Oliver MontiAssociate Professor
Building: OC 216
Education and Appointments
Interfacial Structure and Dynamics in Organic Photovoltaic Cells, Organic Thermoelectrics and Organic Spintronics
Research in my group is focused on obtaining a detailed understanding of interfacial processes in organic electronic devices such as organic photovoltaic cells, organic thermoelectrics or organic spin valves. Their function is largely controlled by interfacial processes such as exciton dissociation, polaron formation, geminate recombination and heat and carrier transport. Interfaces are intrinsically complex environments, with typically high defect densities and complex structure. Heterogeneity makes it difficult to extract the underlying physics of charge generation and transport in real operating devices. As a consequence, the development of solar cells with significantly higher power conversion efficiencies or more efficient spin valves and thermoelectrics presents a major challenge.
Research in LabMonti seeks to elucidate the chemistry and physics of carriers in organic semiconductors at interfaces on the short length- and time-scales present in organic photovoltaic, spin and thermoelectric devices. We develop and use novel forms of optical microscopy in combination with ultrafast photoelectron spectroscopy, scanned probe microscopy and state-of-the-art experiments at synchrotrons to study the electronic structure and dynamics of organic semiconductors under highly controlled conditions.
Using this experimental approach, we are pursuing research in several complementary directions:
1. Interface formation and charge transport at organic/metal boundaries for organic solar cells, organic light emitting diodes and organic thin film transistors. We use two-photon photoemission spectroscopy and a gamut of photoelectron spectroscopies in conjunction with low-temperature scanning tunneling microscopy to study charge generation and transport at highly controlled interfaces. This approach lets us investigate both occupied (HOMO) and unoccupied (LUMO, higher lying excited states and sometimes transport levels) states at organic semiconductor interfaces, giving insight e.g. to the role of the interface on molecular energy levels and intermolecular interactions. Recent work has focused on the role of short- and long-range electrostatic fields at the interface, showing dramatic effects on interfacial electronic structure.

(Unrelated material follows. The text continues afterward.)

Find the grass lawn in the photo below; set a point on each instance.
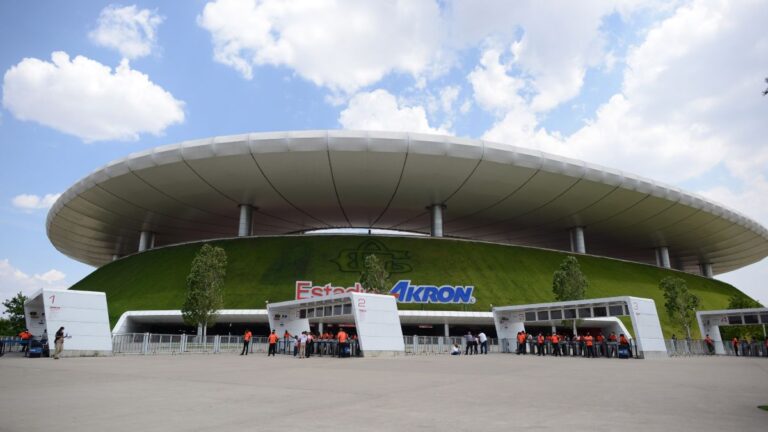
(267, 268)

2. We study the complex interactions at controlled organic/inorganic semiconductor interfaces in order to understand the role of bandgap, defects and dopants on charge injection events in organic solar cells and models of dye-sensitzied solar cells. We use a variety of time-resolved and steady-state photoemission spectroscopies as well as synchrotron-based excited-state and time-resolved spectroscopies in order to unravel charge-transfer and chemical bond formation at these interfaces and its effect on charge-transfer events. Recent work has focused on the role of the band structure of layered semiconductors and transparent oxides on the interfacial electronic structure.

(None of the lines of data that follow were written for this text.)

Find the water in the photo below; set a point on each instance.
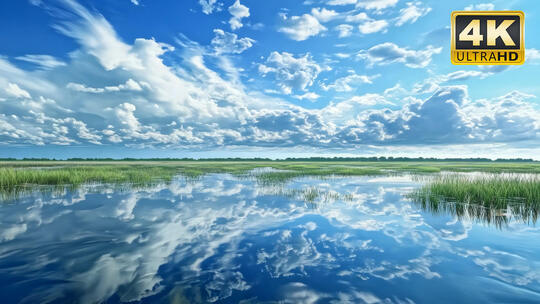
(227, 240)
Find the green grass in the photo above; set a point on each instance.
(488, 198)
(16, 175)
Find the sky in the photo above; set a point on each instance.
(251, 78)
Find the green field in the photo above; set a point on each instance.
(17, 176)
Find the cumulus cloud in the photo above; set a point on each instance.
(291, 73)
(209, 6)
(373, 26)
(376, 4)
(344, 84)
(44, 61)
(341, 2)
(300, 28)
(238, 11)
(229, 43)
(411, 13)
(367, 25)
(345, 30)
(480, 7)
(309, 96)
(14, 90)
(323, 14)
(388, 52)
(130, 85)
(191, 99)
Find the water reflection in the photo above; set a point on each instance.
(220, 239)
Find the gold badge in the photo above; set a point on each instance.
(488, 37)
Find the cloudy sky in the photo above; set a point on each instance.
(251, 78)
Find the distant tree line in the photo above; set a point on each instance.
(303, 159)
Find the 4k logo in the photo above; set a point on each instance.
(488, 37)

3. When organic semiconductors are in contact with a ferromagnetic electrode such as Co or certain oxides, charge-transfer can be spin-selective. This effect can be used for organic spin-valves, the basis of magnetic memory devices in computers. The process of spin-selection is dominated by the spinterface, the interface between electrode and organic semiconductor. We use time-, spin- and momentum-resolved photoelectron spectroscopy to investigate this process and develop an understanding of the fundamental processes at work. Recent work has looked at dynamical reasons for spin-selective charge injection into the organic semiconductor.

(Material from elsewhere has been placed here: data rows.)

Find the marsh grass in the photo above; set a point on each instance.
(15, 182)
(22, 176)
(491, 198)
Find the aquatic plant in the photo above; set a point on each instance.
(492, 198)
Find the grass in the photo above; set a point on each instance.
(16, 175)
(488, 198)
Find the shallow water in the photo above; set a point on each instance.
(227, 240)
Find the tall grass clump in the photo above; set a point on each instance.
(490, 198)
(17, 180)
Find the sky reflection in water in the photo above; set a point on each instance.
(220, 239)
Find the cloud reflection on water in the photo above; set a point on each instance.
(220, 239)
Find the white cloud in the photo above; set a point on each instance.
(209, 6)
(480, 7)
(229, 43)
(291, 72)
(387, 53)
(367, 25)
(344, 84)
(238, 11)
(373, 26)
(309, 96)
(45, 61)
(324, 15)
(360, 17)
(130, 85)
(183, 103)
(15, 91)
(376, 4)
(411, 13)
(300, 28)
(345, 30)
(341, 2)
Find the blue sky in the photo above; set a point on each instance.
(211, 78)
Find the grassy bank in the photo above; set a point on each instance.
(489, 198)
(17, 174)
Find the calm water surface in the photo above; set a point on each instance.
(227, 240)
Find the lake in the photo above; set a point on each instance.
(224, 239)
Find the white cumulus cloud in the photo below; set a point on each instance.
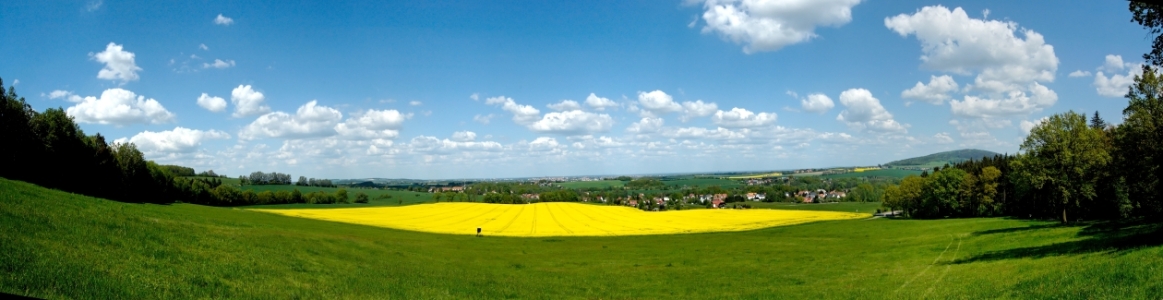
(954, 42)
(572, 122)
(1077, 73)
(1010, 62)
(223, 20)
(213, 104)
(740, 118)
(1115, 86)
(219, 64)
(598, 102)
(119, 107)
(464, 136)
(1026, 126)
(865, 112)
(771, 25)
(936, 92)
(565, 105)
(1015, 102)
(483, 119)
(372, 125)
(522, 114)
(658, 102)
(247, 101)
(646, 126)
(178, 141)
(311, 120)
(64, 94)
(119, 64)
(698, 109)
(818, 104)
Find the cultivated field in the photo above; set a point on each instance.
(756, 176)
(596, 184)
(62, 245)
(562, 219)
(704, 183)
(883, 172)
(377, 197)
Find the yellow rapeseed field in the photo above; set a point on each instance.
(561, 219)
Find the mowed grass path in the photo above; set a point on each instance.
(57, 245)
(559, 219)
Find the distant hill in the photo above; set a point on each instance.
(941, 158)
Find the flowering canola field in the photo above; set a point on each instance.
(561, 219)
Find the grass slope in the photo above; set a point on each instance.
(398, 197)
(704, 183)
(596, 184)
(55, 244)
(941, 158)
(883, 172)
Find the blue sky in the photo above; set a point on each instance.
(479, 90)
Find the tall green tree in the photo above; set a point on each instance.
(1139, 141)
(1063, 157)
(1149, 14)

4. In order to obtain a detailed picture of the exciton dissociation process, we reduce the complex bulk heterojunction typically used in organic solar cells to a model system, where charge transfer occurs from a single molecule to a single crystalline wide bandgap semiconductor under highly defined conditions. Ensemble measurements often obscure some of the most intriguing aspects of such small-scale systems. This requires us to look at individual molecules in order to capture the complete picture and allows us to investigate effects of surface state densities, defect densities, distance etc. on exciton dissociation efficiencies. These experimental results are also accessible to high level ab inito calculations.